ADHD symptoms and gut health are related. I begin writing this blog feeling a bit foggy at the end of a weekend, I think of Dana’s words in last week’s ADHD Success Club Module, “All things in moderation.” Out of the routine and habit and on break, I catalog my food intake for today: sugary muffin, 2 slices of bacon, grapefruit, 2 double shots of espresso, 2 cans of LaCroix, cheese and crackers, Cranberry Bliss bar from Starbucks with another espresso, biscuit, 2 slices of ham, cheddar mashed potatoes, cheddar garlic biscuits, cauliflower and broccoli, some Icelandic licorice, and hot tea.
-
Missing from today–my water as well as my morning gut health smoothie with yogurt, berries, spinach, banana, almond milk, oatmeal, flax seeds, and chia seeds.
-
Added to today–caffeine, sugar, processed junk, simple carbs, sugar
Habits of eating are in many ways for me connected to habits of doing. On a normal work day my habits are better and my brain gut connection is more in tune. On breaks and vacation, the lack of structure in my day makes for habits that aren’t as healthy. Also, my husband does most of the shopping and cooking, so if I don’t plan ahead and think about what I want, I eat what is served.
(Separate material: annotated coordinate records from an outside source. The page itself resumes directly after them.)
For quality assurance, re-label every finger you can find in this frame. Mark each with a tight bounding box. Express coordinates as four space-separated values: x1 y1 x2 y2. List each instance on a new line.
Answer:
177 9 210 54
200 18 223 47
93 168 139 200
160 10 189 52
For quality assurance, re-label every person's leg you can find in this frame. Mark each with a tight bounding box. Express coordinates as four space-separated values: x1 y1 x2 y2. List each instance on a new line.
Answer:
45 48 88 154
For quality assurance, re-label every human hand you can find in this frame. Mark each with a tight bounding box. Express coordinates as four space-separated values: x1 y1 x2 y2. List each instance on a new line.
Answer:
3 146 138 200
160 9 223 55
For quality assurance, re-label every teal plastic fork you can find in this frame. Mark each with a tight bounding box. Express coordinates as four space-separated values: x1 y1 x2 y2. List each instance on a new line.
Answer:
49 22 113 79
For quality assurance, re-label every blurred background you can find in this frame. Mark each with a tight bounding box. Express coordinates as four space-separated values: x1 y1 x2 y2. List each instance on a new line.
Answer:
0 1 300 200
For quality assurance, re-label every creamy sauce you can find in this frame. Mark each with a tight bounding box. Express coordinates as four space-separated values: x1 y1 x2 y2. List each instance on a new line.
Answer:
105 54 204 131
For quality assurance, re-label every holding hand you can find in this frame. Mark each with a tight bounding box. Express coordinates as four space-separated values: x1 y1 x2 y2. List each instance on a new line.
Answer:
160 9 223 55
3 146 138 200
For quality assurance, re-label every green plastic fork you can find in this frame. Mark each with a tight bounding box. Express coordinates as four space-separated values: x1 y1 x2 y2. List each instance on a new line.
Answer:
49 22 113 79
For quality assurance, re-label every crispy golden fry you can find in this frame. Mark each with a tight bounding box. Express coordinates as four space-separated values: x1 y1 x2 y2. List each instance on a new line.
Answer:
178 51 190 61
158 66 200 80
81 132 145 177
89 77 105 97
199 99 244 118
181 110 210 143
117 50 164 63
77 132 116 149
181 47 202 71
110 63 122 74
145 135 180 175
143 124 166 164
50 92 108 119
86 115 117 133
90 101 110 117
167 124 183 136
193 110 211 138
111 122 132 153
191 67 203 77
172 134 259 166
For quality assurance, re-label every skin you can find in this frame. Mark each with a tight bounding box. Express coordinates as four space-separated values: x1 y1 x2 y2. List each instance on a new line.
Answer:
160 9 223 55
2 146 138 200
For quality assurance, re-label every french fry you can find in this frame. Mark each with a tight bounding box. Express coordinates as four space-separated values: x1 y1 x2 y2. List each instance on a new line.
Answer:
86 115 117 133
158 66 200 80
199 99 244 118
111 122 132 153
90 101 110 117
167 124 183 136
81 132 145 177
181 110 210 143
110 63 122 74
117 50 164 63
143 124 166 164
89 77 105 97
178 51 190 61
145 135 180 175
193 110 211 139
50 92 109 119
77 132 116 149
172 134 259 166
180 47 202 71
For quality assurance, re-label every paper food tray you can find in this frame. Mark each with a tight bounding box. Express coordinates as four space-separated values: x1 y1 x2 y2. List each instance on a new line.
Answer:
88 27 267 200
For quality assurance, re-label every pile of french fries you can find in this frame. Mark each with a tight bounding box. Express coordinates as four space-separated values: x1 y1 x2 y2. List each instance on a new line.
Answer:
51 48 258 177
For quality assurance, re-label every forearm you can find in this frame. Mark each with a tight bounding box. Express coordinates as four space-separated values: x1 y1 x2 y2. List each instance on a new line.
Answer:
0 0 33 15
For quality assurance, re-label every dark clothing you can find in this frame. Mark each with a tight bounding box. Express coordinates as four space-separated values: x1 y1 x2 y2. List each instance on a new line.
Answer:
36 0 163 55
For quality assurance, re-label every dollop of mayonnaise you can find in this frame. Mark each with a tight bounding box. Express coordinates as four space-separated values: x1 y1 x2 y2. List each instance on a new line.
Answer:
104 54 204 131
Changing my habits will require me to think and plan ahead, do my part with cooking and shopping, and make better choices. Several years ago I cut out diet sodas and artificial sweeteners, but I still have a fondness for chewy candy, dark chocolate, and sweets.
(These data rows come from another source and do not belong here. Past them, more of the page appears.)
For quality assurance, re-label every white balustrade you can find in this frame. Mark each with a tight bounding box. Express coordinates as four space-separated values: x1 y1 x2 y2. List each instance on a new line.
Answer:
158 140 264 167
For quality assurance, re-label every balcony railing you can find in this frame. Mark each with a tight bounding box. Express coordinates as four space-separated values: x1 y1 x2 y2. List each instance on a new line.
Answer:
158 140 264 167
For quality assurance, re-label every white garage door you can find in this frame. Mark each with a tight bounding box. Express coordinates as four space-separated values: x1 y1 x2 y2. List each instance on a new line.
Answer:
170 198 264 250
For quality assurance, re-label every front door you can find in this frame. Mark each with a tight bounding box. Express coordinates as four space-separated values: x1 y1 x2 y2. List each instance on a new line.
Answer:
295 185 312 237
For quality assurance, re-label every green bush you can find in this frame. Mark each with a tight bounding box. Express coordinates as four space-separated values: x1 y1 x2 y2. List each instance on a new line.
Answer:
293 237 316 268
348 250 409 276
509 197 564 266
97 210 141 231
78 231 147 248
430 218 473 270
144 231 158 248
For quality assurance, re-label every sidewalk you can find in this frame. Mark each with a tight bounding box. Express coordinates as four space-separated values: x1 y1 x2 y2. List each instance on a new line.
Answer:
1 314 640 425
Dana explained the connection between the brain, ADHD symptoms and the gut with the gut being like a second brain guiding feelings, moods, behaviors, and reactions as well as explaining how neurotransmitters such as Serotonin are secreted in the gut. I can feel the impact of sugar and caffeine’s spike and crash effect, and I know that little changes a bit at a time can lead to big changes over time.
I need to keep my daily smoothie in my routine even when I’m on break — perhaps I can have it for lunch if not for breakfast. Also, I need reminders to remember to think about what I put in my stomach and realize that what goes there impacts my brain. I like when my brain functions well and my ADHD symptoms are minimized because that’s when I’m at my best as a teacher, mom, wife, daughter, friend, and person. This is important to keep in mind as I continue my journey to living successfully with ADHD.
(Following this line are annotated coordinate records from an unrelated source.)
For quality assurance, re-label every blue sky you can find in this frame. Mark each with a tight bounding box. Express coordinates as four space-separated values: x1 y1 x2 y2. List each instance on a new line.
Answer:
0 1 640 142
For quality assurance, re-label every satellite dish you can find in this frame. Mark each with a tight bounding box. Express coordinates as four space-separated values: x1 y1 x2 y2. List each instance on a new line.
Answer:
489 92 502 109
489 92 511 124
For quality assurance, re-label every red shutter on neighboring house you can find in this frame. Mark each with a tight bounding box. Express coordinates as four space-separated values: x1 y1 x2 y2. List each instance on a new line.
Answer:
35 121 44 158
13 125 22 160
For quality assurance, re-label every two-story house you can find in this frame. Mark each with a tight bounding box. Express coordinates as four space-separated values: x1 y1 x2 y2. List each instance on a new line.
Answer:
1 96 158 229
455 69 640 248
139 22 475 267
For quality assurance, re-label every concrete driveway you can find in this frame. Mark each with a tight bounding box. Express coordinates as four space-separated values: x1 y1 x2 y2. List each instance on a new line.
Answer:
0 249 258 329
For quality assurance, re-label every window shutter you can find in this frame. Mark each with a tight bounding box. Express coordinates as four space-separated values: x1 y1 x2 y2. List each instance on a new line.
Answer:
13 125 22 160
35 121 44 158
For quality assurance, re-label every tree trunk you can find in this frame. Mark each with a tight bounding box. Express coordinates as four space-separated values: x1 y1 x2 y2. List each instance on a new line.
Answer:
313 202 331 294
I have diabetes as well as ADD so little tricks that play into my distractability work sometimes.
A friend got me onto this… Get clear jars with a sealing lid, mason type. Fill with raw colourful healthy edibles, prepped while still excited about them on shopping day. Store in the fridge. When you see the ready to eat fruits and veg upon opening the door, they are a great distraction and harder to resist. Also, really quick to toss in a pan for a stir fry or a grab and go bag.
Thank you for connecting the brain health to the gut health! I can truly vouch for the connections to mood and patience changes. Hope this helps!
Love the idea about the clear mason jars! Thank you.